Our aim is to fulfill the needs of both clients' and users' with designs of economical and effective beauty, since…

Nature does nothing in vain, and more is in vain when less will serve; for Nature is pleased with simplicity, and affects not the pomp of superfluous causes.

Isaac Newton. Philosophiæ Naturalis Principia Mathematica, 1687.[1]

It is a great mortification to the vanity of man, that his utmost art and industry can never equal the meanest of nature's productions, either for beauty or value.

David Hume (1742). Essays, Moral and Political: The Epicurean.

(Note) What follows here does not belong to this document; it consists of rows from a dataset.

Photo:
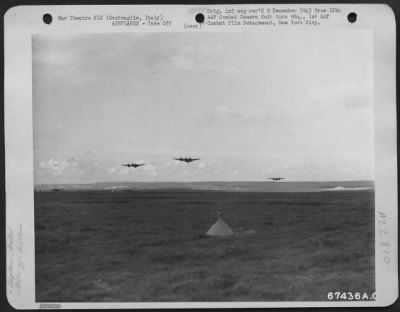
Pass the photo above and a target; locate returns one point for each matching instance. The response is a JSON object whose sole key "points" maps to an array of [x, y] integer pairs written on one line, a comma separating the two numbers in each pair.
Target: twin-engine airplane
{"points": [[276, 179], [187, 160], [134, 165]]}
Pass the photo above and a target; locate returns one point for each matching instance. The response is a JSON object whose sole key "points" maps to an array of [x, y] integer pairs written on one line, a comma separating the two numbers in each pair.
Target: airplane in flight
{"points": [[276, 179], [187, 160], [134, 165]]}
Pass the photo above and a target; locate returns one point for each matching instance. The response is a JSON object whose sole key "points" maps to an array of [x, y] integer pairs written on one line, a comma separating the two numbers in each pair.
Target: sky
{"points": [[249, 105]]}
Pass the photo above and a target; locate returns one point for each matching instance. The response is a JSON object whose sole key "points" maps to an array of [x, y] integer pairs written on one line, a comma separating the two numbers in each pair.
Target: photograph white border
{"points": [[21, 22]]}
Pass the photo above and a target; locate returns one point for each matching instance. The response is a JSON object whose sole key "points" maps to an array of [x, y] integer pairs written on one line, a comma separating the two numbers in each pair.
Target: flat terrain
{"points": [[150, 245]]}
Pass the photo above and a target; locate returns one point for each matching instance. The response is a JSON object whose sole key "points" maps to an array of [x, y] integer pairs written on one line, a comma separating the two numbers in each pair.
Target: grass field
{"points": [[150, 246]]}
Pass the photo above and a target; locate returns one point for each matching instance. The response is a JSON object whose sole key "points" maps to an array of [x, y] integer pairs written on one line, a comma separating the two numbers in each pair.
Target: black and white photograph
{"points": [[203, 167], [207, 166]]}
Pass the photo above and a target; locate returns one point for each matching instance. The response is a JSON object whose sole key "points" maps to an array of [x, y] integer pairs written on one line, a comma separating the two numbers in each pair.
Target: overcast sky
{"points": [[250, 105]]}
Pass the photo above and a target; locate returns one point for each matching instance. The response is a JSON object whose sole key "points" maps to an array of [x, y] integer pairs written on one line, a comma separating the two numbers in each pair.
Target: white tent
{"points": [[219, 228]]}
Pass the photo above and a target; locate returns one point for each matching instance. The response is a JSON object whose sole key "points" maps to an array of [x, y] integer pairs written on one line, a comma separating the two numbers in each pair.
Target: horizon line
{"points": [[220, 181]]}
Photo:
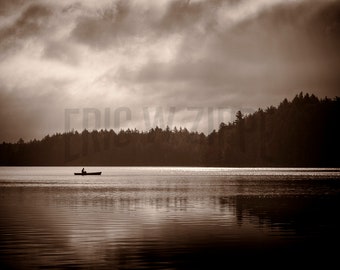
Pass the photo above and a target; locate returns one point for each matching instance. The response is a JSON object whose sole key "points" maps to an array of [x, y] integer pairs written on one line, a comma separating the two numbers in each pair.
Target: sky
{"points": [[121, 64]]}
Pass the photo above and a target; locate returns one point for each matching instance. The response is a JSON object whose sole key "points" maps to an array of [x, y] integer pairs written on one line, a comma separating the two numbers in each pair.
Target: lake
{"points": [[168, 217]]}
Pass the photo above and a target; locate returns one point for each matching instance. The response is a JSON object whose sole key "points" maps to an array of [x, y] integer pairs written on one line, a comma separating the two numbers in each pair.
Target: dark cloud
{"points": [[206, 54], [8, 6], [61, 51], [31, 22], [106, 27], [279, 52]]}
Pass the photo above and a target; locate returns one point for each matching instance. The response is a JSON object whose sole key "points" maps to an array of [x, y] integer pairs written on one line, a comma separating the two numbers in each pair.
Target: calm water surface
{"points": [[168, 218]]}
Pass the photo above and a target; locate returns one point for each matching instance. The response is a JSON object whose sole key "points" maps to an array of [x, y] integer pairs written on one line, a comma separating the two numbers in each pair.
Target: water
{"points": [[168, 218]]}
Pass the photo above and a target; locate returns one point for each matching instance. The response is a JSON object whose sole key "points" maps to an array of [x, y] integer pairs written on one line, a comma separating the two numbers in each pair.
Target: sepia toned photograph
{"points": [[169, 134]]}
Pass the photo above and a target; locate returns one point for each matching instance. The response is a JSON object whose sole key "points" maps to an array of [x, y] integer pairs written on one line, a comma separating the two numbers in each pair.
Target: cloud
{"points": [[235, 54]]}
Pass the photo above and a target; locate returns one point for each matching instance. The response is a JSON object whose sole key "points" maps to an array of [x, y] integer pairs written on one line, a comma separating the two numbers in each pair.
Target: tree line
{"points": [[300, 132]]}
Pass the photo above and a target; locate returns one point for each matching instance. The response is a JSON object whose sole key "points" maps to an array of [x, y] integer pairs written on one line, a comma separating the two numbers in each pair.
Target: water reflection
{"points": [[168, 221]]}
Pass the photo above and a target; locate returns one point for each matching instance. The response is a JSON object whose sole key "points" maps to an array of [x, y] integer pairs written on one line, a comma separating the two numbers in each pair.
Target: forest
{"points": [[303, 132]]}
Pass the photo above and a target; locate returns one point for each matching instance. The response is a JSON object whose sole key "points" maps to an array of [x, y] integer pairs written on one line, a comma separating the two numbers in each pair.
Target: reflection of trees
{"points": [[313, 215], [301, 132]]}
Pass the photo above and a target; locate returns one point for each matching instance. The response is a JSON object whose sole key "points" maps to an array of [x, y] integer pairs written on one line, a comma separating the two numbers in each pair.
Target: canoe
{"points": [[89, 173]]}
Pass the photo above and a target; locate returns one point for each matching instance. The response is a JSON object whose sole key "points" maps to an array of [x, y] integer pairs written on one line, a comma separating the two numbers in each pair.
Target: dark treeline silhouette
{"points": [[301, 132]]}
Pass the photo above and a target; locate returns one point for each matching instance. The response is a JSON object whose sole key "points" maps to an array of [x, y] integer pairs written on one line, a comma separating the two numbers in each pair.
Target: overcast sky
{"points": [[198, 59]]}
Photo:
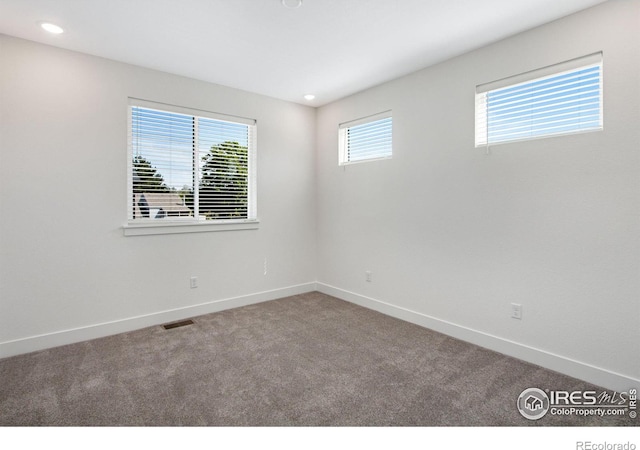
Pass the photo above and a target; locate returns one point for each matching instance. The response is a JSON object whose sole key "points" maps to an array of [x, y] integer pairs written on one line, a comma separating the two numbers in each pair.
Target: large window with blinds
{"points": [[560, 99], [366, 139], [189, 166]]}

Art must touch our lives, our fears and cares — evoke our dreams and give hope to the darkness.

Frederick Hart (1943–99).

Notes

1. Newton may have taken this from Galileo:

Thus it is said that Nature does not multiply things unnecessarily; that she makes use of the easiest and simplest means for producing her effects; that she does nothing in vain…

Galileo Galilei. Dialogue Concerning the Two Chief World Systems, 1632.

Perhaps this resembles Wabi-sabi (侘寂): a Japanese Zen aesthetic expressive of mono no aware (物の哀れ), the awareness of transience (literally the pathos of things). Wabi-sabi embraces the intrinsic beauty of anomalous and impermanent objects made with a mindful application of appropriate skill and accepts with reverence the inevitable wear and damage attending their use. This is not to elevate the merely inept or shabby, rather it delights in a simplicity which is the antithesis of ostentation.

Wabi: simplicity, freshness or quietness.
Sabi: patina, the beauty that comes with age and use.